Hace cuatro años, en 2017, el político norirlandés anunció que se retiraba y cedía el testigo a Mary Lou McDonald, una graduada en literatura, especializada en Samuel Beckett, que llegó a la mayoría de edad política después de los acuerdos de Viernes Santo y, que por tanto, no tenía un pasado paramilitar. El caso del IRA no es igual al de ETA por muchas razones políticas que todos conocemos. Pero hay elementos comunes. Eduardo Madina describe el País Vasco en el que creció como una mezcla entre Manchester y Belfast. Un marco de decadencia industrial combinado con terrorismo de alta intensidad. Lluvia, hierro y rock&roll, como en el libro de Álvaro Heras-Gröh. Tampoco la figura de Gerry Adams admite mucha comparación con la de Arnaldo Otegi. Aunque desde el punto de vista de los dilemas morales, hay paralelismos.

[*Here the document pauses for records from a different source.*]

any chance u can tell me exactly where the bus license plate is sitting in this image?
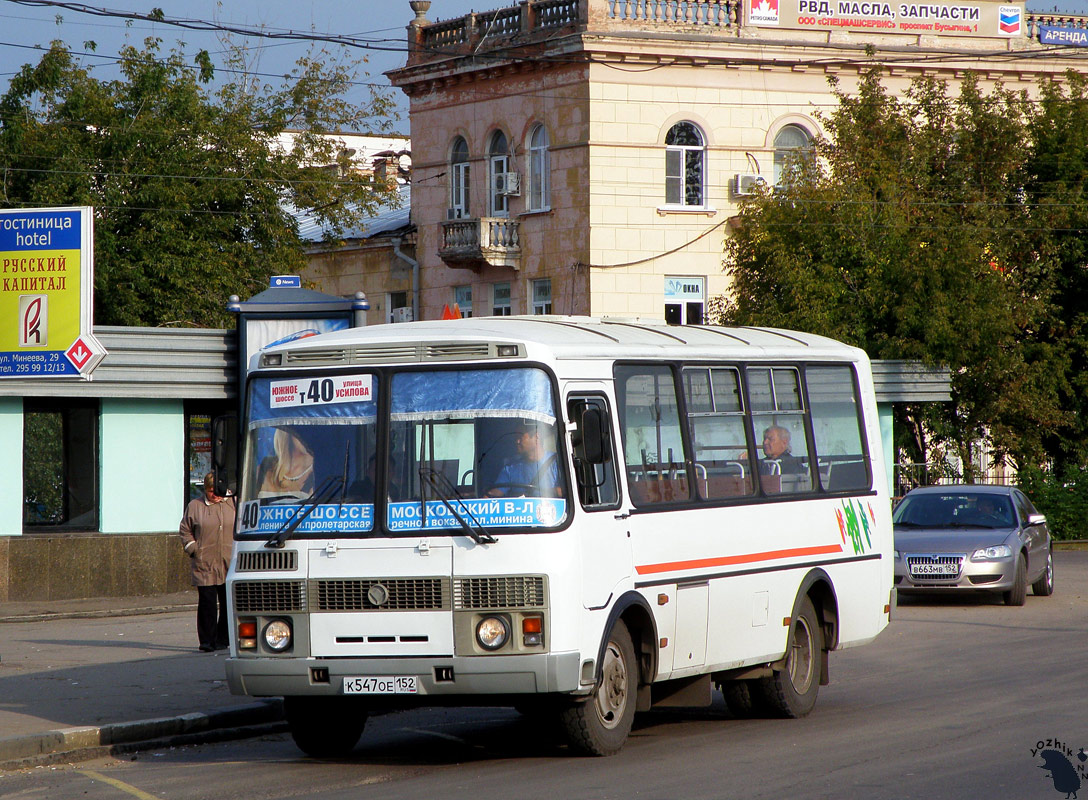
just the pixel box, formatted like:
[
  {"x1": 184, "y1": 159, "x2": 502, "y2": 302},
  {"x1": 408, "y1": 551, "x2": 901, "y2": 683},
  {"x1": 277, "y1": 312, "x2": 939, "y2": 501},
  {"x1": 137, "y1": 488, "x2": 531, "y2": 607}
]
[{"x1": 343, "y1": 676, "x2": 417, "y2": 695}]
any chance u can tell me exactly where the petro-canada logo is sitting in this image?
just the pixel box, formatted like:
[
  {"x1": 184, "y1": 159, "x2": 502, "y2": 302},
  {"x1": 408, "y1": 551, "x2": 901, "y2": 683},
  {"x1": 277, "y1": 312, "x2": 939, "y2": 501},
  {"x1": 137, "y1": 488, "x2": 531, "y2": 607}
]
[
  {"x1": 18, "y1": 294, "x2": 47, "y2": 347},
  {"x1": 1032, "y1": 738, "x2": 1087, "y2": 797},
  {"x1": 750, "y1": 0, "x2": 779, "y2": 25}
]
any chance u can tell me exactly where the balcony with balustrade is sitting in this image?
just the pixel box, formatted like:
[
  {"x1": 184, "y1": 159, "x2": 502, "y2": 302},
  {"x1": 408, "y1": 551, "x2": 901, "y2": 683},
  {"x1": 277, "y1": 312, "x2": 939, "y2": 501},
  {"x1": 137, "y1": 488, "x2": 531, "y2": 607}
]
[
  {"x1": 438, "y1": 217, "x2": 522, "y2": 270},
  {"x1": 403, "y1": 0, "x2": 1088, "y2": 66}
]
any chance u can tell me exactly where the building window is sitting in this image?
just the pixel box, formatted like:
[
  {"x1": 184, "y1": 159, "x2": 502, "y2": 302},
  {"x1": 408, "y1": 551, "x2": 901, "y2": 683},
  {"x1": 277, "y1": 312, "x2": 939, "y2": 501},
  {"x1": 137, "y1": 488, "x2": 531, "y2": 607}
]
[
  {"x1": 449, "y1": 136, "x2": 470, "y2": 220},
  {"x1": 532, "y1": 279, "x2": 552, "y2": 314},
  {"x1": 665, "y1": 122, "x2": 705, "y2": 207},
  {"x1": 492, "y1": 282, "x2": 512, "y2": 316},
  {"x1": 664, "y1": 276, "x2": 705, "y2": 325},
  {"x1": 454, "y1": 284, "x2": 473, "y2": 318},
  {"x1": 773, "y1": 124, "x2": 812, "y2": 185},
  {"x1": 488, "y1": 130, "x2": 510, "y2": 218},
  {"x1": 527, "y1": 124, "x2": 550, "y2": 212},
  {"x1": 23, "y1": 399, "x2": 99, "y2": 531},
  {"x1": 388, "y1": 290, "x2": 411, "y2": 323}
]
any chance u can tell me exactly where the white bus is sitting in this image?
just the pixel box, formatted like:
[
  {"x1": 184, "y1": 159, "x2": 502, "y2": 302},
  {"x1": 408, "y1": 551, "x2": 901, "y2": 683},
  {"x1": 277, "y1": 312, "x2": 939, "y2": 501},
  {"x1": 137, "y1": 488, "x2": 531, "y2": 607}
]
[{"x1": 223, "y1": 316, "x2": 893, "y2": 756}]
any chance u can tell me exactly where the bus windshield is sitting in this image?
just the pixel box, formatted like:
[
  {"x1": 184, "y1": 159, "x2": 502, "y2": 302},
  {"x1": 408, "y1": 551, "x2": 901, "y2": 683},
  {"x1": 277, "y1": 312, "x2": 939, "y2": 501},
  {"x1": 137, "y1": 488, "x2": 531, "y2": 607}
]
[
  {"x1": 236, "y1": 366, "x2": 568, "y2": 540},
  {"x1": 237, "y1": 373, "x2": 379, "y2": 539},
  {"x1": 386, "y1": 367, "x2": 567, "y2": 534}
]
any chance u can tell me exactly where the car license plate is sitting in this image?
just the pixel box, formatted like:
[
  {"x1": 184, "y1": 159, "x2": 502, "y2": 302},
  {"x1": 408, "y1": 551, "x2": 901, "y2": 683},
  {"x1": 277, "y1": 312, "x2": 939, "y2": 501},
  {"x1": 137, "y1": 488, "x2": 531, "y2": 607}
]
[
  {"x1": 343, "y1": 676, "x2": 417, "y2": 695},
  {"x1": 910, "y1": 563, "x2": 958, "y2": 577}
]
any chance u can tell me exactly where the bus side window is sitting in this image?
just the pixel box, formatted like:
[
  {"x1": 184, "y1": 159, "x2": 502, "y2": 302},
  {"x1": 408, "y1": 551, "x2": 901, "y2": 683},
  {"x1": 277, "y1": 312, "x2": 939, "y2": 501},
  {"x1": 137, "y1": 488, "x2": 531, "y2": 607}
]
[{"x1": 567, "y1": 396, "x2": 620, "y2": 509}]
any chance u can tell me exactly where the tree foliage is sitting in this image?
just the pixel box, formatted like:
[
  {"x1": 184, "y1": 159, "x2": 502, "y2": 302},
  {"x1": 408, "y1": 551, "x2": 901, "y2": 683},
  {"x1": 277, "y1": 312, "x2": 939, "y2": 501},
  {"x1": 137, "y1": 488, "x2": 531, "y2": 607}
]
[
  {"x1": 0, "y1": 37, "x2": 398, "y2": 327},
  {"x1": 713, "y1": 66, "x2": 1084, "y2": 473}
]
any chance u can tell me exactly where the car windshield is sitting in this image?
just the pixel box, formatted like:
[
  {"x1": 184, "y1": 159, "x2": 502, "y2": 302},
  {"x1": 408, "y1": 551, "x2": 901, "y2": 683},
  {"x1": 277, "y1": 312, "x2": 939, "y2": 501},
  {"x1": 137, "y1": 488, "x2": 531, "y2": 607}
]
[{"x1": 893, "y1": 492, "x2": 1015, "y2": 529}]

Hace diez años que ETA fue derrotada por el estado de derecho. Nadie duda del papel del coordinador de Bildu para allanar las últimas resistencias dentro de la banda hacia el abandono definitivo de las armas. Sus palabras la semana pasada con motivo de la efeméride abrieron la caja de los truenos. Ahora que ha bajado un poco el ruido de la sobreactuación política, quizá sea el momento de reflexionar. Ninguna persona sensata puede estar en contra de que la izquierda abertzale reconozca el daño causado, sienta de corazón el dolor de las víctimas y se comprometa a mitigarlo. Aunque entiendo a los que no se fían de esas palabras. El perdón es una cuestión individual. Atañe a cada cual. Pero la convivencia es un asunto colectivo que nos incumbe a todos.

Me refiero a la necesidad de crear un espacio de reconciliación en el País Vasco, como plantean desde distintos enfoques: Maixabel Laza, en la película de Icíar Bollaín, Fernando Aramburu, en Patria, o Eduardo Madina y Borja Sémper en Todos los futuros perdidos.

El libro No digas nada es de esas lecturas que se te quedan dentro. La figura de Gerry Adams aparece retratada en todos sus ángulos y los hay muy escabrosos, créanme: un líder enigmático, maquiavélico y escurridizo que siempre se las apañó para caer de pie. Pistoleros lealistas estuvieron a punto de matarlo a tiros. El estado británico lo encarceló y lo torturó. En su última etapa, ayudó a allanar el camino hacia la paz, sin embargo su perfil destila una ambigüedad moral espeluznante. Supongo que en algunos momentos son necesarios tipos así. En Irlanda del Norte mucha gente pensaba que Adams aún «olía a explosivos». Él supo retirarse a tiempo. Arnaldo Otegi debería hacer lo mismo. No tanto por cortesía como por pudor. Sin más.